If you have a Hopper GPU or better, we recommend you use mxfp4 for the reasons explained above. If you can additionally use Flash Attention 3, then by all means do enable it!

[!TIP] If your GPU is not compatible with mxfp4, then we recommend you use MegaBlocks MoE kernels for a nice speed bump. To do so, you just need to adjust your inference code like this:

:::diff
from transformers import AutoModelForCausalLM, AutoTokenizer

model_id = "openai/gpt-oss-20b"

tokenizer = AutoTokenizer.from_pretrained(model_id)
model = AutoModelForCausalLM.from_pretrained(
    model_id,
    device_map="auto",
    torch_dtype="auto",
+    # Optimize MoE layers with downloadable MegaBlocksMoeMLP
+    use_kernels=True,
)

messages = [
    {"role": "user", "content": "How many rs are in the word 'strawberry'?"},
]

inputs = tokenizer.apply_chat_template(
    messages,
    add_generation_prompt=True,
    tokenize=True,
    return_tensors="pt",
    return_dict=True,
).to(model.device)

generated = model.generate(**inputs, max_new_tokens=100)
print(tokenizer.decode(generated[0][inputs["input_ids"].shape[-1]:]))

[!TIP] MegaBlocks optimized MoE kernels require the model to run on bfloat16, so memory consumption will be higher than running on mxfp4. We recommend you use mxfp4 if you can, otherwise opt in to MegaBlocks via use_kernels=True.

transformers serve

You can use transformers serve to experiment locally with the models, without any other dependencies.
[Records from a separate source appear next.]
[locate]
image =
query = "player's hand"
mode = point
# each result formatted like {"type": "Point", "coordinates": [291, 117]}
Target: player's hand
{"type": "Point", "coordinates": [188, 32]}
You can launch the server with just: transformers serve

To which you can send requests using the Responses API.

# responses API
curl -X POST http://localhost:8000/v1/responses \
-H "Content-Type: application/json" \
-d '{"input": [{"role": "system", "content": "hello"}], "temperature": 1.0, "stream": true, "model": "openai/gpt-oss-120b"}'

You can also send requests using the standard Completions API:

# completions API
curl -X POST http://localhost:8000/v1/chat/completions \
-H "Content-Type: application/json" \
-d '{"messages": [{"role": "system", "content": "hello"}], "temperature": 1.0, "max_tokens": 1000, "stream": true, "model": "openai/gpt-oss-120b"}'

Command A Vision

image

Command A Vision is a state-of-the-art multimodal model designed to seamlessly integrate visual and textual information for a wide range of applications. By combining advanced computer vision techniques with natural language processing capabilities, Command A Vision enables users to analyze, understand, and generate insights from both visual and textual data.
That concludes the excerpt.